Het aantal programma's dat kan worden geregistreerd, is afhankelijk per functie.
Kopieermachine: 25 programma's
Documentserver: 25 programma's
Fax: 100 programma's
Scanner: 25 programma's
De volgende instellingen kunnen in programma's worden geregistreerd:
Kopieerapparaat:
Belichting, papierlade, Orig. (Instellingen voor originelen), Autom. verkl./vergr., Verk/verg (Verkleinen/vergroten), Overige functies (Overige functies), aantal kopieën
Documentserver (op het afdrukscherm van het eerste document):
2-zijdig: Boven/boven, 2-zijdig: Boven/onder, Sorteren, Overige functies (Overige functies), aantal afdrukken
Fax:
Overdrachtstype, geheugenverzending/directe verzending, Selecteer bestemming uit adresboek (met uitzondering van mapbestemmingen), Handm. inv., TX-statusrapport, Verzendinstell. (met uitzondering van Onderwerp en Naam afzender)
Scanner:
Origineel, Verzendinstell. (met uitzondering van Bestandsnaam, Beveil.inst. in Bestandstype, Naam afzender en Gebr.naam en Wachtwoord in Bestand opslaan)

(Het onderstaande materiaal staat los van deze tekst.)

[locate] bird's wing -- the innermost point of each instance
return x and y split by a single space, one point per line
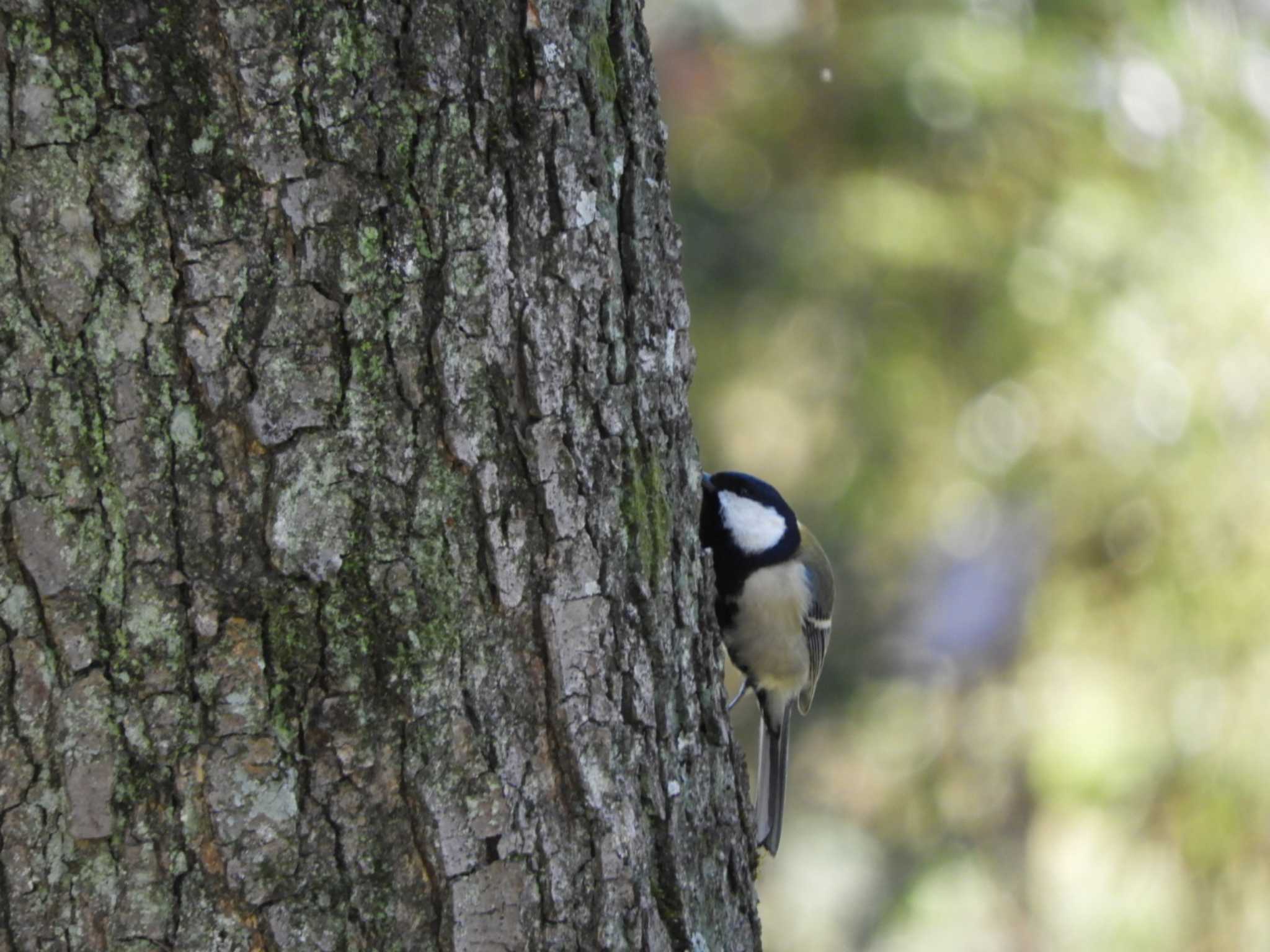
818 621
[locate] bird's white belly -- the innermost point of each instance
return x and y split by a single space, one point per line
769 635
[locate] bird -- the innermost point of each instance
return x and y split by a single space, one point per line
774 598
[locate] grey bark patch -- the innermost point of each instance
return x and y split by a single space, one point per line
46 200
311 512
298 375
488 908
89 787
35 110
41 547
254 811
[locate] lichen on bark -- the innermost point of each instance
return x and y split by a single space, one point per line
350 587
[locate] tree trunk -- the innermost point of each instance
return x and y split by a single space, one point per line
350 587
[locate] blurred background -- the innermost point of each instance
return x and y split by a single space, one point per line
984 286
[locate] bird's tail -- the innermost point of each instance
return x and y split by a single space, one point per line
774 757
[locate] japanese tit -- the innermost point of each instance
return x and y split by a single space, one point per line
774 601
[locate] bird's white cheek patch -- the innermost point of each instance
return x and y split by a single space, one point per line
755 527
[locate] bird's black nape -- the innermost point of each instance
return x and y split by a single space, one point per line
733 565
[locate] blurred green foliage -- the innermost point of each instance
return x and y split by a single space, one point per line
985 287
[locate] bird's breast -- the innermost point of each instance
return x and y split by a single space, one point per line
766 639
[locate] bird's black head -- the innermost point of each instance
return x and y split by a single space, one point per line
746 522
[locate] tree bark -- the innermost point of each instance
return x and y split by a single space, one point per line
350 587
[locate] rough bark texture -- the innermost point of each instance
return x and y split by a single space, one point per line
349 488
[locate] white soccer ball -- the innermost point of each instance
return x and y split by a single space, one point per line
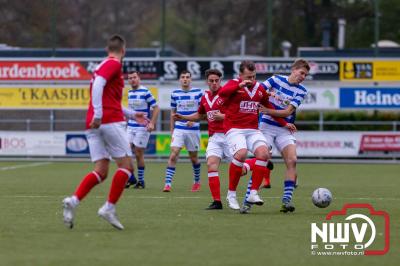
322 197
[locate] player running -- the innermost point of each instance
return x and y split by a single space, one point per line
241 99
184 101
286 95
140 99
106 134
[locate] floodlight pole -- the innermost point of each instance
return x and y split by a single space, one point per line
54 27
163 18
269 28
376 31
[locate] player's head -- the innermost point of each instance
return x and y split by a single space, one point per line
185 78
213 77
134 79
300 69
116 45
247 71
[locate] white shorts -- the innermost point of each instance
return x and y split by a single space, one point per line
218 146
278 136
249 139
139 137
188 138
109 140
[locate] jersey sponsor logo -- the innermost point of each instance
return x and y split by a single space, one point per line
135 103
211 103
253 92
34 70
210 115
171 70
249 107
194 69
187 105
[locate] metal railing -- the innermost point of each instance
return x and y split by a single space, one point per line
53 124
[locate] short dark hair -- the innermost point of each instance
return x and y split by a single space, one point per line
247 65
185 72
299 63
116 43
213 71
134 72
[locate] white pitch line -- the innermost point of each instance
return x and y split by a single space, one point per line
6 168
178 197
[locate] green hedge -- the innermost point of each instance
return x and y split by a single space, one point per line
358 116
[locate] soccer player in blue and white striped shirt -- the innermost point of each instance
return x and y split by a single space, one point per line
140 99
286 95
184 101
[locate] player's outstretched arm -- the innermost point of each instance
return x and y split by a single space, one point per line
229 88
140 117
152 123
195 117
218 116
269 110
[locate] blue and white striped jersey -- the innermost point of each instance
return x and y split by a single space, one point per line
284 94
140 100
186 103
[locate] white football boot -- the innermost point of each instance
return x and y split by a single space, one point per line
69 205
232 200
254 198
108 213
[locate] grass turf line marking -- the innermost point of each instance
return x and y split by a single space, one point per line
6 168
179 197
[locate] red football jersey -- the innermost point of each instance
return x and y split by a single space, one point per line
209 104
241 105
111 70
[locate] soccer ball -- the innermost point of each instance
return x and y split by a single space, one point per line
322 197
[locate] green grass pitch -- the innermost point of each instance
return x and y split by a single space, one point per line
173 228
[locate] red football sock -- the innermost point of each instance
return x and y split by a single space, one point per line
88 182
259 170
267 177
118 184
251 162
235 171
213 182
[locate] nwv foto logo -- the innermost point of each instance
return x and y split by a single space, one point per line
357 232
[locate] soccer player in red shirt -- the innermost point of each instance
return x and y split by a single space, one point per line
217 147
106 135
242 98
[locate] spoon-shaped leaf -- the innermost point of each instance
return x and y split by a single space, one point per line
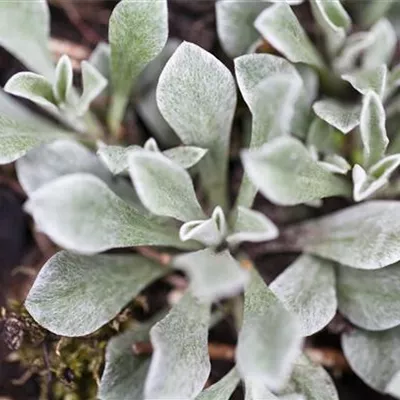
175 372
75 295
286 174
79 212
307 287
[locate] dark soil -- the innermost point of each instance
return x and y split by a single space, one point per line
85 23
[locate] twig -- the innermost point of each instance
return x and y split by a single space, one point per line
217 351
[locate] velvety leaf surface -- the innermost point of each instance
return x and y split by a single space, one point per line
212 275
269 340
372 128
79 212
373 356
196 95
124 373
370 299
164 188
363 236
344 117
307 287
75 295
138 30
286 174
312 381
180 365
24 32
279 26
223 389
17 138
252 226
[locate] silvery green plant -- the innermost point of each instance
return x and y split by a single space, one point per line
305 143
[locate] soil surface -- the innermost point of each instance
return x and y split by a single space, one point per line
85 24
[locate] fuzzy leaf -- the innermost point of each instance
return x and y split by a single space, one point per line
365 80
93 85
33 87
369 299
124 373
312 381
333 20
372 129
383 45
307 287
252 226
212 275
79 212
223 389
373 356
196 95
286 174
138 30
163 187
269 340
363 236
185 156
210 232
175 372
281 28
25 31
344 117
75 295
235 25
63 81
270 86
18 138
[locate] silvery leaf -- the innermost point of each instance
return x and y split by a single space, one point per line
165 188
307 287
344 117
286 174
336 164
373 356
100 59
312 381
185 156
196 95
364 184
125 373
333 20
75 295
93 85
138 30
383 45
27 41
79 212
223 389
210 232
364 80
212 275
363 236
33 87
18 138
63 80
369 299
251 226
235 24
269 341
372 129
354 48
175 372
281 28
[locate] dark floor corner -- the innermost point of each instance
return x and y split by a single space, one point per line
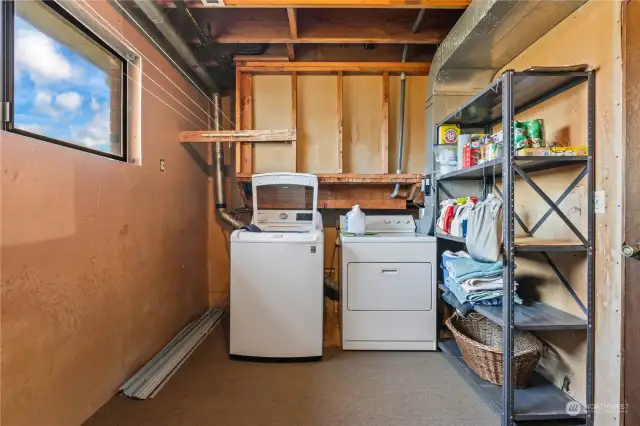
346 388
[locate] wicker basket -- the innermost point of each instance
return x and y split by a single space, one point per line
480 341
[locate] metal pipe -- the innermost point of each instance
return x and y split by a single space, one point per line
218 182
403 92
157 16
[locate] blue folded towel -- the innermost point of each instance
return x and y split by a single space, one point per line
461 270
476 296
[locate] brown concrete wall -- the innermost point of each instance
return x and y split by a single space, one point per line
102 261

Dit gedeelte beschrijft hoe u functies in een programma registreert met de functie kopieermachine als voorbeeld.
Druk op de toets [Home] linksboven op het bedieningspaneel en druk op het pictogram [Kopieermachine] in het [Home]-scherm.

Bewerk de kopieerinstellingen zodat alle functies die u in het geheugen wilt opslaan, zijn geselecteerd.

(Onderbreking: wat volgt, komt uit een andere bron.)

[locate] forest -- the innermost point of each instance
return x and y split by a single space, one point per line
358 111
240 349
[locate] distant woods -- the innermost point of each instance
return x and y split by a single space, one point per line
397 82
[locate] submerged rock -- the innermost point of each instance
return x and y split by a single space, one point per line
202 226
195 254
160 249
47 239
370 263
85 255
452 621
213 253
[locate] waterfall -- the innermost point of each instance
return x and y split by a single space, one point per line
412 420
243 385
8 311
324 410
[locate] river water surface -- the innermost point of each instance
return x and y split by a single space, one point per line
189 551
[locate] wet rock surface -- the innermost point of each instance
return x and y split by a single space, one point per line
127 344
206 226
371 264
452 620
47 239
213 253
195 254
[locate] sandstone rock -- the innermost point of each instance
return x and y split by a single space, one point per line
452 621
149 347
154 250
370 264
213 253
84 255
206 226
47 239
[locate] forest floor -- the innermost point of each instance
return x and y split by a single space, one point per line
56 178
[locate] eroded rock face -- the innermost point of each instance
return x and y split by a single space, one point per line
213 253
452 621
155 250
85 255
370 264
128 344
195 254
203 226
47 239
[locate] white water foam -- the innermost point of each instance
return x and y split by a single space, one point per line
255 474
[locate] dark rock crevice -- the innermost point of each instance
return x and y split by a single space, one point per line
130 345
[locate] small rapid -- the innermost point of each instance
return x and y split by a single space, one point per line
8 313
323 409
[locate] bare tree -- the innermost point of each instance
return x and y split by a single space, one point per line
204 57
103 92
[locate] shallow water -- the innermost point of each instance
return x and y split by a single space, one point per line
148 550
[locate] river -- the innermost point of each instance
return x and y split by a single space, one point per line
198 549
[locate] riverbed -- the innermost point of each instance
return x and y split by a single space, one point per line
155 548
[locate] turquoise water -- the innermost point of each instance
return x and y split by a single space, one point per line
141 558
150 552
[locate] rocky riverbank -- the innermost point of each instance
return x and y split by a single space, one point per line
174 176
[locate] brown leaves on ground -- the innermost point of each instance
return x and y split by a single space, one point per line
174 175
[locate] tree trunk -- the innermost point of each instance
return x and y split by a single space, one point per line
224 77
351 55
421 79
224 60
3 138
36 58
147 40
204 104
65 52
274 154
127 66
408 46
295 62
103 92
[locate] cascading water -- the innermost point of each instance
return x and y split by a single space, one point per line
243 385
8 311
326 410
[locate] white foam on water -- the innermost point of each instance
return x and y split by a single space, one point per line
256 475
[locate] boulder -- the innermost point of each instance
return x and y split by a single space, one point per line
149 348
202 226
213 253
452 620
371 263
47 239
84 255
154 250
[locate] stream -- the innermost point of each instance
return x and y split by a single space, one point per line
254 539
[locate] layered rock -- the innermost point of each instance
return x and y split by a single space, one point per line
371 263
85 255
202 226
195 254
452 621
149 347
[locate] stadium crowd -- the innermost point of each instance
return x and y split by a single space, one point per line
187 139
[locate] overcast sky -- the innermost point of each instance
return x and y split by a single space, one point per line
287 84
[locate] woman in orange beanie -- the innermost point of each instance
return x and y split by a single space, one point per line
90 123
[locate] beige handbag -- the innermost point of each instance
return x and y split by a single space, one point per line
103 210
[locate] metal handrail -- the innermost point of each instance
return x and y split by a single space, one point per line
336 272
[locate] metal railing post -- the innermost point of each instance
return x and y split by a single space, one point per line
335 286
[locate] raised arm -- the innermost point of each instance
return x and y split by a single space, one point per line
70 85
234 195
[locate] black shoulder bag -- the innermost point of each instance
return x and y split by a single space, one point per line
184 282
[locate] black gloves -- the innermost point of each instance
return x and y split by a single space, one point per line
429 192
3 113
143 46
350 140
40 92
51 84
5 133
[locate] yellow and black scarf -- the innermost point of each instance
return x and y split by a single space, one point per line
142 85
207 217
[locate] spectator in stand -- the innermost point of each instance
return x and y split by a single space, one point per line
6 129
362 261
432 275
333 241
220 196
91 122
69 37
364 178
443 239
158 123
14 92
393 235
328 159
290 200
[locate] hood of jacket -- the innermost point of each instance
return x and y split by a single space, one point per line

Druk op de knop [Programmeren].

Druk op [Geprogram.].
Druk op het nummer van het programma dat u wilt registreren.

Voer de programmanaam in.
Druk op [OK].
Druk twee keer op [Afsluiten].
![]()
Het aantal tekens dat u voor een programmanaam kunt invoeren, is per functie verschillend:
Kopieermachine: 34 tekens
Documentserver: 34 tekens
Fax: 20 tekens
Scanner: 34 tekens
Wanneer een bepaald programma als standaard wordt geregistreerd, worden de waarden ervan de standaardinstellingen. Deze waarden worden weergegeven zonder op de toets [Programmeren] te drukken wanneer instellingen worden verwijderd of gereset en wanneer het apparaat wordt aangezet. Zie De standaardfuncties van het beginscherm wijzigen.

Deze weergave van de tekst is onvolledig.